In the forest, elm often grows 140′ tall. But open-grown elms rarely reach that height. Instead, they form a spreading, umbrella-like crown valued for shade.

The English and American elms have deeply fissured bark with crisscrossing ridges of an ash-gray color. The bark of slippery elm is the same color, but lacks pattern.

Its heartwood ranges in tone from reddish brown to light tan, while the sapwood approaches off-white. The usually dramatic grain resembles ash. Moderately dense, elm weighs nearly 40 lbs. per cubic foot dry.

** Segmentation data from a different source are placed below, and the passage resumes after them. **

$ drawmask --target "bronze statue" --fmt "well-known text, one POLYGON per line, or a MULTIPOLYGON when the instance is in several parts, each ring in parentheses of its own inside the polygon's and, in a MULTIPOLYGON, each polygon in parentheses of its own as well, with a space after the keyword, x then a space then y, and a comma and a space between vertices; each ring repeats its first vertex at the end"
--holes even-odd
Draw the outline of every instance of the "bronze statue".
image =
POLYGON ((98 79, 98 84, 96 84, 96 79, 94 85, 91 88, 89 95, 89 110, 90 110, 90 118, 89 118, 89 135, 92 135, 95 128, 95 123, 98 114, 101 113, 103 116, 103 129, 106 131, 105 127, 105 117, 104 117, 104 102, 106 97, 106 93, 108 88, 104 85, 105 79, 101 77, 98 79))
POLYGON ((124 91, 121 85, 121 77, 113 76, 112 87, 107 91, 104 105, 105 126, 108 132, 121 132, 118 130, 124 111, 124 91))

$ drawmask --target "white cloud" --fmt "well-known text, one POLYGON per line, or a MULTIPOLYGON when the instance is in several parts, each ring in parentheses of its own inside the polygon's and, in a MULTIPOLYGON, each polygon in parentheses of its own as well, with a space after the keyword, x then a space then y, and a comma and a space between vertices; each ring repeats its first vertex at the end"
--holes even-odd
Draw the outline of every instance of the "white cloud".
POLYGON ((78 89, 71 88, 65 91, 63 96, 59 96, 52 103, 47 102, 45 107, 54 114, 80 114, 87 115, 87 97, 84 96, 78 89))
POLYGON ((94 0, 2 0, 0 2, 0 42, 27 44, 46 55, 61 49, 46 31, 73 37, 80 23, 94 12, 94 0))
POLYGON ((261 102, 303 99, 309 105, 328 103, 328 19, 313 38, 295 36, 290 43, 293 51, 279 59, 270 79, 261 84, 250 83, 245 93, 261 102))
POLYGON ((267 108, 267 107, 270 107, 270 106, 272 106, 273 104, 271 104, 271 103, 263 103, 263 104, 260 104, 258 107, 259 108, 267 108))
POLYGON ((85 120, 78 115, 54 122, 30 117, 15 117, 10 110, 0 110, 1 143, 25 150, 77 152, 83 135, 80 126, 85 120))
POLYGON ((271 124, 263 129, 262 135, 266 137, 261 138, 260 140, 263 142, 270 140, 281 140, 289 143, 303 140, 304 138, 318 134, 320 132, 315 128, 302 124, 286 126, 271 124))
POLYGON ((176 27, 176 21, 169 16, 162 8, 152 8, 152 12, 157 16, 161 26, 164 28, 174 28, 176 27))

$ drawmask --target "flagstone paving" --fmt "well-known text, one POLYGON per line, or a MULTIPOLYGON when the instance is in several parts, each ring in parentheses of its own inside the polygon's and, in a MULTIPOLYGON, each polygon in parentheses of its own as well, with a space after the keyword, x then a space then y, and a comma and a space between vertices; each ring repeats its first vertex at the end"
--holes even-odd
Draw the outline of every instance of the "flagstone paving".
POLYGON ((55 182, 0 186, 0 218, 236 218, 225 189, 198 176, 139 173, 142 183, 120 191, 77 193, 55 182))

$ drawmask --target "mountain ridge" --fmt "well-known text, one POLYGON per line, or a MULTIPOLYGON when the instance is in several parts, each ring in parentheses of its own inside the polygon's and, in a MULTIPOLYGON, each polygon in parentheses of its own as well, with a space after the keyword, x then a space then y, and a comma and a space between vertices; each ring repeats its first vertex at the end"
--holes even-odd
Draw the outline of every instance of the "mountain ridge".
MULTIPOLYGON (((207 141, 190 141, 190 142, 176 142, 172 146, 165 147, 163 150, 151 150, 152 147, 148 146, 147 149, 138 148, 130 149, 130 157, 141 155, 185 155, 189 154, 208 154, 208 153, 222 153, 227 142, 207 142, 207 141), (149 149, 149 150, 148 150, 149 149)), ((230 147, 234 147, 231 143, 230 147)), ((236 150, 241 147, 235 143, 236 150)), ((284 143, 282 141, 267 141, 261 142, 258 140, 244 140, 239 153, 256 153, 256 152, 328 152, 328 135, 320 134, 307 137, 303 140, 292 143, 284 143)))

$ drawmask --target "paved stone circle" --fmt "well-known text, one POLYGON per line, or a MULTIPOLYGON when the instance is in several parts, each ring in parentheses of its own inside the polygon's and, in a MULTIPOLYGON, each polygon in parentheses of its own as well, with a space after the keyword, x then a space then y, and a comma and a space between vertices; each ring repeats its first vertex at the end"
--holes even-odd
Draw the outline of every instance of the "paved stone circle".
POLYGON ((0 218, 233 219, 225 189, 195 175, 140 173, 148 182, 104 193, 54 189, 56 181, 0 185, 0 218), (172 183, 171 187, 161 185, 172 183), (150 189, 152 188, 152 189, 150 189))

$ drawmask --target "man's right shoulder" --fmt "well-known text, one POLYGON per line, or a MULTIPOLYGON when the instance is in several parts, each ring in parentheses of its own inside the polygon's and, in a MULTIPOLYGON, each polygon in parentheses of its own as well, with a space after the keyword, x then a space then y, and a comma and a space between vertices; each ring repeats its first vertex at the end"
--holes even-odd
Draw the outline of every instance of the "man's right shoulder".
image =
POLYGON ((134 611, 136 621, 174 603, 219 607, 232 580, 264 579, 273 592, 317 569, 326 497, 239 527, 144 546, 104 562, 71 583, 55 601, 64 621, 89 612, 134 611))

Hard and tough, elm still bends easily when steamed, and when dry, holds its shape. Its twisted, interlocking grain makes elm difficult to work with anything but power tools. It also won’t split when screwed or nailed, but demands drilling pilot holes. And the wood sands easily to a natural low luster.

Besides the frequent use of its veneer for paneling, furniture makers take advantage of elm’s strong features for hidden furniture parts. You will often find it in chair and sofa frames, backs, and legs. However, elm’s beautiful wood grain also has fine furniture possibilities. Elm works well, too, for butcher block tops and cutting boards because it has no odor or taste, and it won’t split. When it contacts water, elm resists decay, so many boatbuilders use it for making planks.